Form Data Cleanup
Introduction
Goal
Schedule automatic cleanup of the form data stored in the content repository.
Background
Form data submitted to the site are stored in the repository under /formdata. To prevent the /formdata storage from growing indefinitely, a cleanup job can be configured with the repository scheduler that automatically purges the (temporary) data.

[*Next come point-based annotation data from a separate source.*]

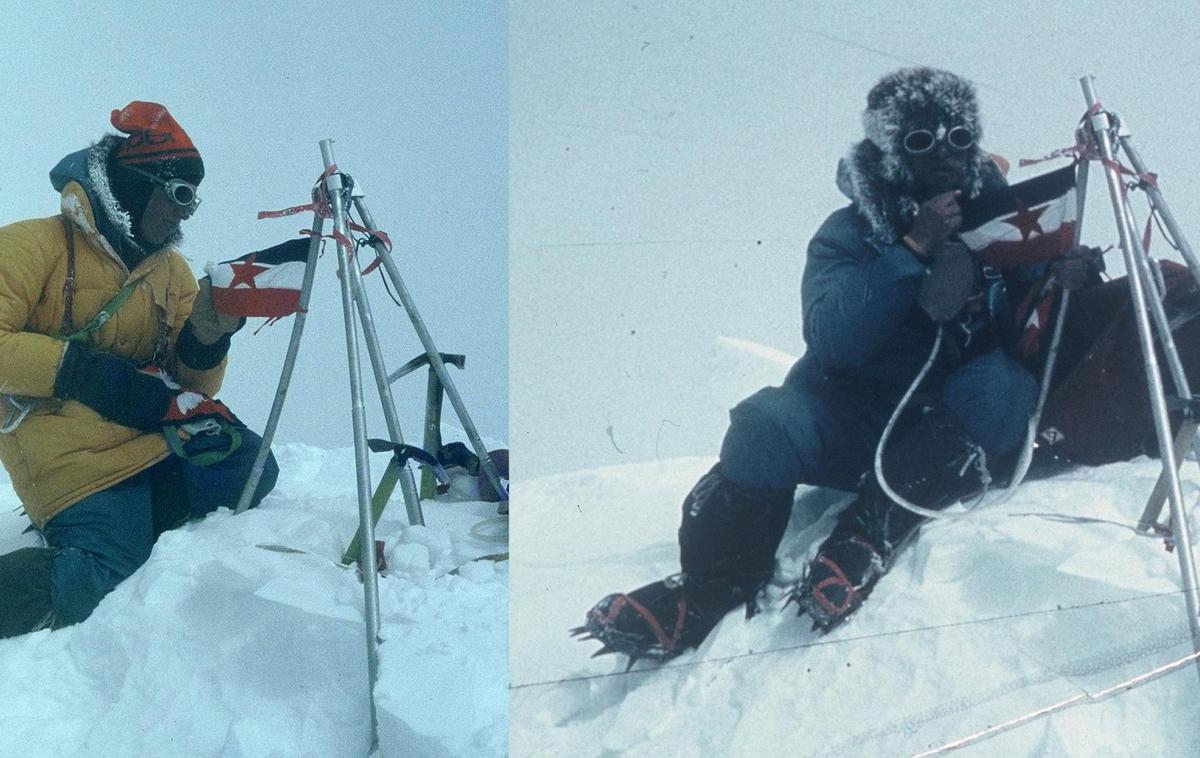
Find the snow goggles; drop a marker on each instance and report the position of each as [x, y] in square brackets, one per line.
[180, 192]
[919, 142]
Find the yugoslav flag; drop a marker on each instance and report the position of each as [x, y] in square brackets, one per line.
[263, 283]
[1026, 223]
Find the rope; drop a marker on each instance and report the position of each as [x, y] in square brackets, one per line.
[1083, 697]
[887, 433]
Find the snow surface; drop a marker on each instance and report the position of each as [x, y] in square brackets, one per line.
[219, 647]
[983, 620]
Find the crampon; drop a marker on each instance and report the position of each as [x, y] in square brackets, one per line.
[657, 621]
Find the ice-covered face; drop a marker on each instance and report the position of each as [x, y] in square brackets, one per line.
[160, 224]
[939, 157]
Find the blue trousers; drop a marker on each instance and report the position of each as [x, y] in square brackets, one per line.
[813, 432]
[105, 537]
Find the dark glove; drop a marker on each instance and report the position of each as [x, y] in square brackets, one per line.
[209, 325]
[113, 387]
[936, 220]
[949, 282]
[1080, 268]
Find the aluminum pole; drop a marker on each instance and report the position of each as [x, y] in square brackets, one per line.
[371, 336]
[361, 461]
[436, 362]
[289, 361]
[1164, 210]
[1099, 125]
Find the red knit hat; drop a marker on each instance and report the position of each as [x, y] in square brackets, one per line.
[156, 143]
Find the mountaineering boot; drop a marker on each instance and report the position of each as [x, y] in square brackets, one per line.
[727, 542]
[934, 465]
[25, 591]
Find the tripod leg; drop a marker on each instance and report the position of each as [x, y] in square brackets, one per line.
[361, 459]
[1185, 439]
[289, 362]
[378, 501]
[436, 362]
[1099, 124]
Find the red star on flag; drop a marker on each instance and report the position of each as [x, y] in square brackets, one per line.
[245, 271]
[1026, 221]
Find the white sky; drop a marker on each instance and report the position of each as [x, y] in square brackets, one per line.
[670, 167]
[414, 94]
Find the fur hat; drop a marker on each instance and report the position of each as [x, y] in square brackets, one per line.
[876, 173]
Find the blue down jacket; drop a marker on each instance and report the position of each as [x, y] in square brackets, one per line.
[867, 341]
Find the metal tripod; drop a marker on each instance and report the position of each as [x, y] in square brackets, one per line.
[339, 193]
[1151, 314]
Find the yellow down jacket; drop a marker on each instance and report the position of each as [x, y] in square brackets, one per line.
[64, 451]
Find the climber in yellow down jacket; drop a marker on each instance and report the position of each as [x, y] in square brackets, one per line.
[108, 349]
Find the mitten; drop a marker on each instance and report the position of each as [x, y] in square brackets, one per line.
[113, 387]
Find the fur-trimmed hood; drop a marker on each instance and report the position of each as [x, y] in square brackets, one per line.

Configure the Form Data Cleanup Repository Job
Cleanup of old hst:formdata nodes is done by the FormDataCleanupJob registered with the repository scheduler. It can be configured using the Console at:
/hippo:configuration/hippo:modules/scheduler/hippo:moduleconfig/system/FormDataCleanup
The following configuration attributes are recognized:
- minutestolive
Time to live in minutes. Formdata nodes older than this will be deleted. The default value is 1440, i.e. 24 hours. A value of -1 means cleanup of formdata nodes is disabled. - excludepaths
Specifies paths to exclude. Multiple exclusion paths can be configured by seperating them with a pipe (|). Formdata nodes below excluded paths are not deleted. Defaults to /formdata/permanent/. - batchsize
Specifies how often (i.e. after every batchsize nodes) the JCR session is saved while iterating through the form data nodes. The default value is 100. A value between 10 and 1000 is recommended. This advanded option allows performance tuning in cases where a very large amount (i.e. millions) of nodes must be processed. Use only when you know what you are doing.
The job is run according to the configured cron expression in the cron trigger below the job node. At that time the formdata cleanup job runs by doing a search for nodes of type hst:formdata, then going through the result and deleting nodes older than the configured time to live, ignoring nodes below excluded paths.
If you want to change the schedule of the job, adjust the cron expression on the trigger. See the quartz cron trigger tutorial for instructions on the syntax.